Cosponsors of the My Body, My Data Act in the Senate are: Tammy Baldwin, Richard Blumenthal, Cory Booker, Sherrod Brown, Maria Cantwell, Tammy Duckworth, Kirsten Gillibrand, Amy Klobuchar, Tina Smith, and Sheldon Whitehouse.
“Planned Parenthood Federation of America is grateful to Rep. Sara Jacobs for leading the introduction of the My Body, My Data Act, and working to address the abortion access crisis facing our nation,” said Karen Stone, Vice President of Public Policy and Government Relations at Planned Parenthood Federation of America. “Everyone should have the ability to access the abortion care they need without additional fears or concerns about the protection of their personal reproductive health data. Planned Parenthood is dedicated to working with lawmakers at all levels because everyone has a part to play in protecting and strengthening abortion access.”
“We’re grateful for Rep. Jacobs’ leadership at a time when the constitutional right to abortion is on the line like never before,” said Mini Timmaraju, President of NARAL Pro-Choice America. “As our fundamental right to make our own decisions about whether to start or grow a family faces unprecedented threats, we look forward to working with Rep. Jacobs to protect and advance reproductive freedom.”
“The privacy of our reproductive health data is under growing attack,” said India McKinney, Director of Federal Affairs of Electronic Frontier Foundation. “We thank Rep. Jacobs for proposing strong new statutory safeguards for our private data, and we look forward to working with her to enact them.”

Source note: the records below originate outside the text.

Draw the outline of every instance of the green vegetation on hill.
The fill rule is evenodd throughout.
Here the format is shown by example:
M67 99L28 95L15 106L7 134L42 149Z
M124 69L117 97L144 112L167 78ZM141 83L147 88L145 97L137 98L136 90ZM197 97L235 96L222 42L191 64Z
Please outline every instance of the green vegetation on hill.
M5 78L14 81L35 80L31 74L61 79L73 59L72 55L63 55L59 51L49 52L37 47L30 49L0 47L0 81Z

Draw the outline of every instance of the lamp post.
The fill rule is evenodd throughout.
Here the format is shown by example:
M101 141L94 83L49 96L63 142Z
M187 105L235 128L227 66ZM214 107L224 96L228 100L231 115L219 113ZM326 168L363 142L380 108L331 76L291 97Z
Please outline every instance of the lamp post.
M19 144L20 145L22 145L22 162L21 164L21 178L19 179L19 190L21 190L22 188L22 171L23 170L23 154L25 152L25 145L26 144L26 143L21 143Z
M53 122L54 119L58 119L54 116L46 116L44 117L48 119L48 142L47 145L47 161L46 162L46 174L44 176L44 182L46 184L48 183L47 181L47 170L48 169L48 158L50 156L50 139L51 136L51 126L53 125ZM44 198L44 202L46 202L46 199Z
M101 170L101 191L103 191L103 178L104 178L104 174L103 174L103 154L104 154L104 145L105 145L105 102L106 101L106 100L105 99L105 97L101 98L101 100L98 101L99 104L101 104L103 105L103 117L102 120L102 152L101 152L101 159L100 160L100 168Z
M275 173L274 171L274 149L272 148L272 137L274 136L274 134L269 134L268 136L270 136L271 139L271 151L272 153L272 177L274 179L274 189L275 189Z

“Young people live more of their lives in the digital world than ever before, opening them up to increased surveillance of their reproductive health information,” Desireé Luckey, Director of Policy at URGE: Unite for Reproductive & Gender Equity. “URGE supports the ‘My Body, My Data Act’ to encourage data minimization and decrease the chance that their personal information will be shared in ways that threaten their privacy and well-being now, and in the future.”
“Modern technology can be a critical tool to help empower patients and enable them to secure access to quality health care,” said Jocelyn Frye, President, National Partnership for Women & Families. “But legislative abortion bans can lead to the misuse of technology and endanger pregnant people and abortion providers. The National Partnership is grateful to Rep. Jacobs for working to protect the health information of people seeking abortions so that they can access care safely and without fear of criminal punishment.”
Jacobs has been a longtime champion of reproductive health care and reproductive freedom. In September 2021, Jacobs shared her personal experience freezing her eggs and her efforts to expand fertility and reproductive health care as a Member of Congress. She is an original co-sponsor of the Women’s Health Protection Act, which would codify Roe v. Wade and which the House of Representatives passed last year. She is also a co-sponsor of the Access to Infertility Treatment and Care Act, legislation to expand insurance coverage for the full range of reproductive and fertility health care.